歌って飯テロする予定 作:狗妹
福音から消太の分の弁当も受け取ったひざしは隣に置いてあるでかいランチボックス(ファミリー用)に入れて手を振り玄関で見送ってくれる愛息子を背に家をでた。
車を転がして自身の出勤場であるヒーローを生み出す一番有名な場所。国立雄英高等学校に着くと最初向かうのは職員室・・・ではなく教職員専用の更衣室だ。
そこでヒーロースーツに着替え荷物片手に職員室に向かう。
職員室に入ると気が付いた同僚たちが手を軽く上げたり声をかける。
「マイクか、はよう」
「おはようマイク。今日のお昼はなんなの?」
目線で軽い挨拶をしたブラドキングに対し、じりじりとミッドナイトが寄ってくるのですかさず両手でランチボックスを抱えてミッドナイトから離れようとする。
「はようさん。おい!こっちくんな!」
「えー?」
「毎日毎日飽きずによくやるな」
「好きでやってねぇ!!」
「ぶー」
「お前年をかんgゴフッ!!」
すさまじい速さでミッドナイトの拳がマイクの頬に直撃した。
しかし、そこはヒーロー。なんとか両足で持ちこたえ両手のランチボックスも落とさなかった。

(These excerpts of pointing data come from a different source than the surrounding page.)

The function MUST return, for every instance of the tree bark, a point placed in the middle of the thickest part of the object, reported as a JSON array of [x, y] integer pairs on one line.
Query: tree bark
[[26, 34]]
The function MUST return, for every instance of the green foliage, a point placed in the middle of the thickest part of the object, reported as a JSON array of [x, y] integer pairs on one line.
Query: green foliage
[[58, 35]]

片腕にランチボックスを抱え込むように持ち替え開いた片手を自分の殴られた頬に添える。
相当強く殴られたせいで頬は真っ赤に膨れていた。
「普通グーで殴るか!!!」
「いい?女性にとって年齢はデリケートなのよ???」
「「あ・・ハイ」」
思わずブラドキングと揃って返事をしてしまった。
そんな女性に畏怖を感じている二人を相澤ことイレイザーヘッドは呆れた視線を送った後また手元の書類に目を通した。
朝の茶番が一通りされた後各々のデスクに戻り校長が最後に入ってきて今日一日の仕事が始まる。
午前の授業も終わり「メシだー!」と騒ぐ生徒に「おら、次実施だろ、早く食いにいけよ!」と発破をかけた後そそくさと自分も職員室に戻る。
「お?」
「・・・・ん」
職員室に入るとマイクのデスク脇にあるランチボックスを開けて中身を漁るイレイザーヘッドを発見した。
イレイザーは気づくとランチボックスの中から包まれている大きな弁当をマイクに見せるように軽く顔近くまで掲げたあと包みを持ったまま自分のデスクに戻っていった。
元々栄養補給用のゼリーなど必要最低限でしかも時短前提で作られているモノしか口にしなかった相澤を心配し家に来させて福音の個性の修行もかねてという名目で飯を食わせていたが結果補給ゼリーを主食から外れたが福音に見事胃袋をつかまされてしまった。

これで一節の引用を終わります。